The former family home of a series of rich industrialists from Milan, the work of Piero Portaluppi, is today a visited monument and film set. The true owners of the house were not a textile saga but a metal saga.

Sisters Nedda and Gigina Necchi were born respectively in 1900 and 1901, daughters of Ambrogio Necchi, owner of a foundry in the Lombard city of Pavia, about 40 kilometers from Milan. They had a brother, Vittorio, who died in 1916, leaving the business to his young offspring. The Recchi family is a very rich lineage of textile businessmen, who probably – Guadagnino is not very explicit about this – multiplied their fortune during the years of the fascist government, and then clung to it, avoiding the different conjunctures of the modern history of Italy like an alpine skier slides between the slalom flags. The opening credits are superimposed on postcards of a winter Milan, doubly buried under a layer of snow and the solemn music of the American opera composer John Adams. The walls that surround a mansion like the wall of a fortress. Piero Portaluppi was the fashionable architect in interwar Milan. His protean style encompassed a wide formal range that did not rule out either classicist influences or radical rationalism.

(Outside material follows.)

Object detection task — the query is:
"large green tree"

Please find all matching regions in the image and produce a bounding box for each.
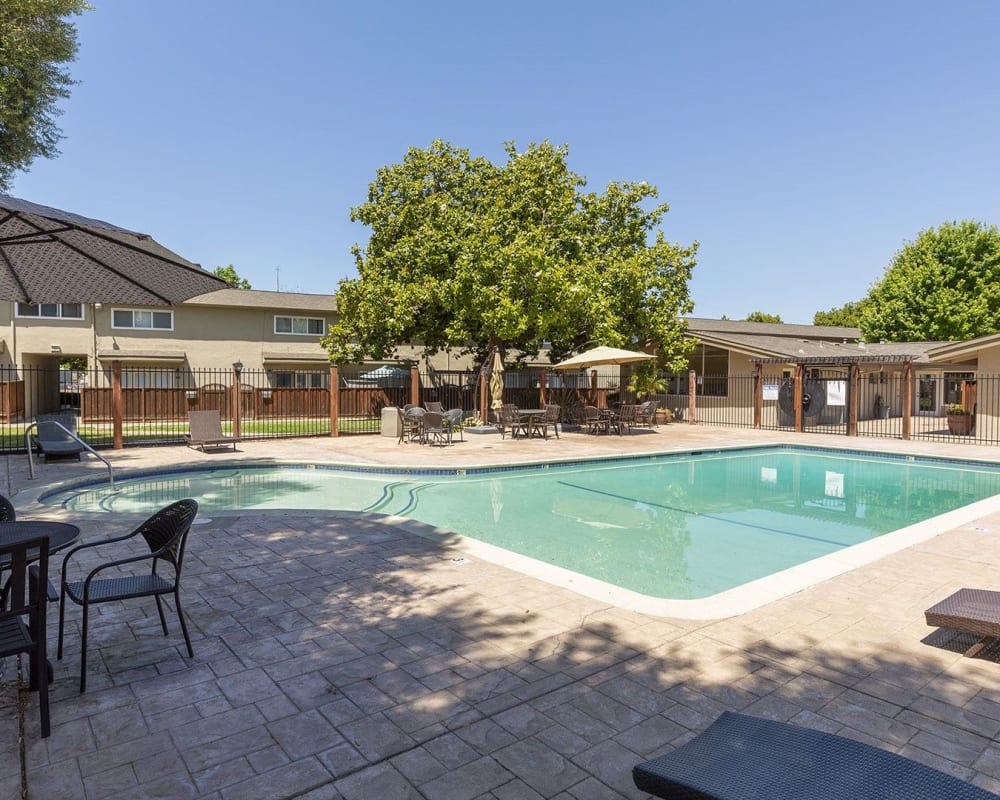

The design of Villa Necchi Campilio was presented in 1930, and its construction lasted between 1932 and 1935, the same year that Mussolini established the Fascist Saturday, a weekly day dedicated to cultural, sports, and military activities. Although not as daring as the Corbellini-Wassermann house (Portaluppi's next residential project), it was a more daring design than the Hoepli Planetarium, a sort of Roman temple whose monumentality did not clash with Mussolin's taste for imperial revisitation. The architect was acquitted of charges of collaboration with the recently deposed regime. Surely his affiliation to fascism had more practical reasons than political faith. It was, of course, a fairly common case, but it was a fairly common case. He was a great architect with very new ways and very old interests.